2012 contemporary police mystery, fifth in Cleeves' Vera Stanhope
series. One of Vera's neighbours has vanished from her house, so Vera
tracks her down… to a writing retreat, just in time for the discovery
of the body.
Of course Cleeves indulges in a certain amount of needling about
mere crime writing versus Serious Literary Fiction; this is what
detective writers do when they write about writers, after all, and
she has fun with it. There's very little about the practicality of
writing, though, and much more about the sorts of people who think
they might be writers.
Vera's neighbour Joanna becomes the prime suspect through having been
on the scene, though that's soon cleared up (I'd ideally have liked a
bit more on how she and others feel when she comes back to the retreat
having left with everyone assuming she was a murderer). Another death
follows, and this time the scene is carefully arranged to match the
writing sample that another writer on the course had read out on the
previous night.

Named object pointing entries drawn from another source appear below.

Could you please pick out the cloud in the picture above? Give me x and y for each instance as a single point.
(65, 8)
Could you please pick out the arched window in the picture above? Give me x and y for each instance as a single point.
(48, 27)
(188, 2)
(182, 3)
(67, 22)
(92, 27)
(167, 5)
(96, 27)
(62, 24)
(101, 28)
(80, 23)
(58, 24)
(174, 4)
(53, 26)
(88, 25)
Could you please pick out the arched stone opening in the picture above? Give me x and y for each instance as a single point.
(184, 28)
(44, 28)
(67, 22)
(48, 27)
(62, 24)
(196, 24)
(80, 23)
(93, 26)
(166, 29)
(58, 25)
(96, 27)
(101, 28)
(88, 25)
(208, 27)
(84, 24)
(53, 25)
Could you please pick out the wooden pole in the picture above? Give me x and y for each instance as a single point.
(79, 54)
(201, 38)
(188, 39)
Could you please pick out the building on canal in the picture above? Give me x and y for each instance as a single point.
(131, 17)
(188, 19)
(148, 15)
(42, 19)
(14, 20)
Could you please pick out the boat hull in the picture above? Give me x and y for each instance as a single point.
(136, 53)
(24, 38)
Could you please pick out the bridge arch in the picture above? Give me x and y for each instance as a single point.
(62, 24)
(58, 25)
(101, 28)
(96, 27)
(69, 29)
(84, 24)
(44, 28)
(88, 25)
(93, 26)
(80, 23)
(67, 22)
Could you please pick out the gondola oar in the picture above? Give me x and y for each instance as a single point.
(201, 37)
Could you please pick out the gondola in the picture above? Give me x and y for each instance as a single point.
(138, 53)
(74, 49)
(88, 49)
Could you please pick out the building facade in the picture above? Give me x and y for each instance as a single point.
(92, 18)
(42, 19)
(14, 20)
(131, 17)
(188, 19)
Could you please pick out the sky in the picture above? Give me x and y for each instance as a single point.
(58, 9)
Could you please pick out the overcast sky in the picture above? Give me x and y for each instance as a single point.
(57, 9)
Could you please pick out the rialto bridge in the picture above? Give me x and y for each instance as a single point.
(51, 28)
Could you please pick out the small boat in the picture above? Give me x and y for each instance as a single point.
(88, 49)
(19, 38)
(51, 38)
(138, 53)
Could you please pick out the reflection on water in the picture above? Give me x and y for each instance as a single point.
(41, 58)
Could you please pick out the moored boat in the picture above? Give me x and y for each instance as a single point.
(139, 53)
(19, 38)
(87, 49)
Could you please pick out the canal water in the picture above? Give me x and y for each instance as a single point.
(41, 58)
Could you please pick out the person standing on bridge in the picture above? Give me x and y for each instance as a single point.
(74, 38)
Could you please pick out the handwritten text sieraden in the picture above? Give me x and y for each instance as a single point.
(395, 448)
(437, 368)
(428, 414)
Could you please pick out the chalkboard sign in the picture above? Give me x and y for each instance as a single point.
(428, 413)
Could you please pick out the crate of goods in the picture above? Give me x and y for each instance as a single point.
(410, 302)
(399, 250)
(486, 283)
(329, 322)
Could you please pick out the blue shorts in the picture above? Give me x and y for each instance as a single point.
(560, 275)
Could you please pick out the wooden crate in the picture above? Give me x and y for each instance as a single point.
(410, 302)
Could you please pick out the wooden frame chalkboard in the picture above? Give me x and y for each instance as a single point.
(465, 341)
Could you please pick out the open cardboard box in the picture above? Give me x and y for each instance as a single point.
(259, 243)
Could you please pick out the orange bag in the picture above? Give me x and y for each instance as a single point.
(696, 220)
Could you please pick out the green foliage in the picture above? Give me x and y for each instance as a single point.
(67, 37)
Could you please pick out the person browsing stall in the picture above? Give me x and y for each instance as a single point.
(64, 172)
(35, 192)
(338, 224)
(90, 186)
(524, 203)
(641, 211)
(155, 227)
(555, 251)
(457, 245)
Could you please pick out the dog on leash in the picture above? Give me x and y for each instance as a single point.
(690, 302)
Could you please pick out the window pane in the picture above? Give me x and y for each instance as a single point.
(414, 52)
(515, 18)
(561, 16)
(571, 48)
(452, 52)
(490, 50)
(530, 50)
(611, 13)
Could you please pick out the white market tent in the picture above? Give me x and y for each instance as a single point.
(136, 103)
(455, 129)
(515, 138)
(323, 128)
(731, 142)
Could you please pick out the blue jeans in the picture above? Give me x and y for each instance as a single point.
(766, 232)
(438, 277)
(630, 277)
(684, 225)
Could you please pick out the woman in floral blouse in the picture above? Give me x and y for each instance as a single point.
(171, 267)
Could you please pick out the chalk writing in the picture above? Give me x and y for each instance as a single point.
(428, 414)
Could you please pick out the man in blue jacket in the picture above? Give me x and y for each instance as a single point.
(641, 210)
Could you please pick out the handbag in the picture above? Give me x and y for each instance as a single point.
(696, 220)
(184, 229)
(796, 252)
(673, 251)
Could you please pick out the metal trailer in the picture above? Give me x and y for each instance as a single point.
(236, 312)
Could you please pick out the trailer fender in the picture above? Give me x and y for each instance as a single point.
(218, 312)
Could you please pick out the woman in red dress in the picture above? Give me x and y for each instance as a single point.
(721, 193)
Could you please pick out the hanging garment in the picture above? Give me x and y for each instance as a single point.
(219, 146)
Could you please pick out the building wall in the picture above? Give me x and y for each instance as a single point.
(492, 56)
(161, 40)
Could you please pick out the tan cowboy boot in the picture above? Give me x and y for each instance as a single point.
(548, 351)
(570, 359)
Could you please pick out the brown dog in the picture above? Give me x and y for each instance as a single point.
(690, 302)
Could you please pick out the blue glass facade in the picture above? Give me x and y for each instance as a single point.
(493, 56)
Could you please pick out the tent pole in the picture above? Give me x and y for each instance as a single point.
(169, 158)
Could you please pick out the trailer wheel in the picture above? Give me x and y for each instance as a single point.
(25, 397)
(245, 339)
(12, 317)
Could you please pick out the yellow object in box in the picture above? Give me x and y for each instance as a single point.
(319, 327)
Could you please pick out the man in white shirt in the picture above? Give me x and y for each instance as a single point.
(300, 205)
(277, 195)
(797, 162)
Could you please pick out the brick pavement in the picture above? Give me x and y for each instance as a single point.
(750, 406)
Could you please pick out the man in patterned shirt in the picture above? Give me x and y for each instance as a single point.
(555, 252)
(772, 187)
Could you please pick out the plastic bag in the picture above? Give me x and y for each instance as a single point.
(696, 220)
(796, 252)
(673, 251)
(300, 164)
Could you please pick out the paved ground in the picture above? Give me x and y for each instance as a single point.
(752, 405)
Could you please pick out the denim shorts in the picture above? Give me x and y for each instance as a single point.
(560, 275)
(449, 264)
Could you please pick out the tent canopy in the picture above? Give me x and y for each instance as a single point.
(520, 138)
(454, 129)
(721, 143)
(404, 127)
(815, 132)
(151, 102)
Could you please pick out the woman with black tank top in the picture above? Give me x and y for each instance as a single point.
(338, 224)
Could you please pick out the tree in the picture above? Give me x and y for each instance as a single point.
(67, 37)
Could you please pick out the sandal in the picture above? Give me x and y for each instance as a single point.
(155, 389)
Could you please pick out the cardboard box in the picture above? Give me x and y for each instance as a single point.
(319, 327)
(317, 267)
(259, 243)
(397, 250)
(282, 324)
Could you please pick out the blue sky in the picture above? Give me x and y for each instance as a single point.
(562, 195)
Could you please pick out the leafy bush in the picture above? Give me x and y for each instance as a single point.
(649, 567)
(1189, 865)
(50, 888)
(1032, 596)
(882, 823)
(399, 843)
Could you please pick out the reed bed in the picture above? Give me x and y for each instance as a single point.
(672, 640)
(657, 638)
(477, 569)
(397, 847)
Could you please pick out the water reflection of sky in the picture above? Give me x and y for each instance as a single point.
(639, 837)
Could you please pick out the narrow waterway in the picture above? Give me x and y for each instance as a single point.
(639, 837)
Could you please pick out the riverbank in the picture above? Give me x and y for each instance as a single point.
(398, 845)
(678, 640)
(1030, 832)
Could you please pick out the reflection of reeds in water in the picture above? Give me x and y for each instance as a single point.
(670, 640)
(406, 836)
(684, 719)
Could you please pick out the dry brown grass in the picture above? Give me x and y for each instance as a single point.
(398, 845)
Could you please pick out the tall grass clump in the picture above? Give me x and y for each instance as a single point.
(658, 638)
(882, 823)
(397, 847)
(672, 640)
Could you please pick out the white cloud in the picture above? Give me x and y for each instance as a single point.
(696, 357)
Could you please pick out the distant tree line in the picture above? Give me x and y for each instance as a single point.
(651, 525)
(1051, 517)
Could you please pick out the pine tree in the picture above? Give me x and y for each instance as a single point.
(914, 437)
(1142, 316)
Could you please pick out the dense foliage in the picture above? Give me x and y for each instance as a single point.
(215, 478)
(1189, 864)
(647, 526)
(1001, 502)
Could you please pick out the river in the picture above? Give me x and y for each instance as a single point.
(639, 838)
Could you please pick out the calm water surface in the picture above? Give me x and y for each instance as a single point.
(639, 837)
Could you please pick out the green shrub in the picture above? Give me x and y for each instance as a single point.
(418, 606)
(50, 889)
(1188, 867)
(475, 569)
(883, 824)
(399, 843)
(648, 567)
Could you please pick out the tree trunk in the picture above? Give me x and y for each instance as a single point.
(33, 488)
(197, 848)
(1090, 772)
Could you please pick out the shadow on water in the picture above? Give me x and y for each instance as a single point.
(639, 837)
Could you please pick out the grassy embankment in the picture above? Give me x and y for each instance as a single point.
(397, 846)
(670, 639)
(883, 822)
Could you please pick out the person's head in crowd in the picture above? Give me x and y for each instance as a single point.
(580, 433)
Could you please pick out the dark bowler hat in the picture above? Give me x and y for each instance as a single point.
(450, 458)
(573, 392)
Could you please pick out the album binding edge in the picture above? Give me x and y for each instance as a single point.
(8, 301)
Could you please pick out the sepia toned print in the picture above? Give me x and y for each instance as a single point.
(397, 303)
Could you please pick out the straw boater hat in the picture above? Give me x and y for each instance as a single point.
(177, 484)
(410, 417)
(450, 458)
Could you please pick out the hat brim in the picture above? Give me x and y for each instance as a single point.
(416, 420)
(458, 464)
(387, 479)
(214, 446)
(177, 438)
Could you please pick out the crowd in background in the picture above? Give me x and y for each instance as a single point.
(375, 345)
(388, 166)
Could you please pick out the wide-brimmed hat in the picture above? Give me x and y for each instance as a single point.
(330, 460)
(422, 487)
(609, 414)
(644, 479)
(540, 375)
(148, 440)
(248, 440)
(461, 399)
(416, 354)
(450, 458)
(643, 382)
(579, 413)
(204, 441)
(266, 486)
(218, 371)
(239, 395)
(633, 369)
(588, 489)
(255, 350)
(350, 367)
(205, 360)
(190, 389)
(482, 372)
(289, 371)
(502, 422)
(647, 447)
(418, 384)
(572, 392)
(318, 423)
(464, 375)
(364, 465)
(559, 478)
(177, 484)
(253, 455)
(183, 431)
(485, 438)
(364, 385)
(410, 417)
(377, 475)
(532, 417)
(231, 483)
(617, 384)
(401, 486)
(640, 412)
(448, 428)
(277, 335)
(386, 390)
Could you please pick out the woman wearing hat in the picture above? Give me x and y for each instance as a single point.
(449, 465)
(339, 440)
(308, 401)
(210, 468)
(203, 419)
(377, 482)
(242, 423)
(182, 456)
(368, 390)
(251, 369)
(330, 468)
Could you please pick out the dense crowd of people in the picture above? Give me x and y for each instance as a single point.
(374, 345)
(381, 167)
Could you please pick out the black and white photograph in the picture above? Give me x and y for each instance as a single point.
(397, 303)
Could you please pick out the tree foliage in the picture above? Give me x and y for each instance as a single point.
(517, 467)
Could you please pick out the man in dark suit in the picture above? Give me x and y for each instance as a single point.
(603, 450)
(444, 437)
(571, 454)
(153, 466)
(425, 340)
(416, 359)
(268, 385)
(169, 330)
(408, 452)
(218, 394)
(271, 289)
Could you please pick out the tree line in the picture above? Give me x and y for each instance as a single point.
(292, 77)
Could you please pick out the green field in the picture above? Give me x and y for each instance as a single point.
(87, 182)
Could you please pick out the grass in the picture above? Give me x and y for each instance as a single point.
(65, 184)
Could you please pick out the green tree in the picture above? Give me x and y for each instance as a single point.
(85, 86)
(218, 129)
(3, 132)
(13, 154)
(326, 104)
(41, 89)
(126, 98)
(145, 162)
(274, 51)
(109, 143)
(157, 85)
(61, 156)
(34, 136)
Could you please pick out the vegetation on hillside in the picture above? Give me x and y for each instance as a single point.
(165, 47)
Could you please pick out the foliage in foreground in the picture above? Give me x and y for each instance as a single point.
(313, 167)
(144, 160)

That other writer, Nina Backworth, provides this
book's main secondary viewpoint; mostly, though, this is a story of
slogging police work that doesn't lead to much, followed by a
revelation to which the reader is not made privy which leads to Vera
setting a trap.
(And I rather think there is an inconsistency about where someone was
at a particular time, which leads what would otherwise be an obvious
and correct connection to be dismissed—and that inconsistency is never
mentioned. Qvq Yhpl Jvagregba xvyy urefrys juvyr ng havirefvgl va
Znapurfgre, nf vf vavgvnyyl fgngrq (naq purpxrq ol gur vairfgvtngbef),
be juvyr ng Fg Hefhyn'f va Ybaqba ba gur ZN pbhefr eha ol gur svefg
ivpgvz, nf unf orpbzr gur gehgu ol gur raq bs gur obbx?)
That sort of thing is frustrating to me, but I don't think that's the
only reason I found this book rather edgy and unpleasant compared with
the rest of the series so far. Still good, still mostly enjoyable, but
I wouldn't want to have gone into it without already being familiar
with the investigators from earlier books.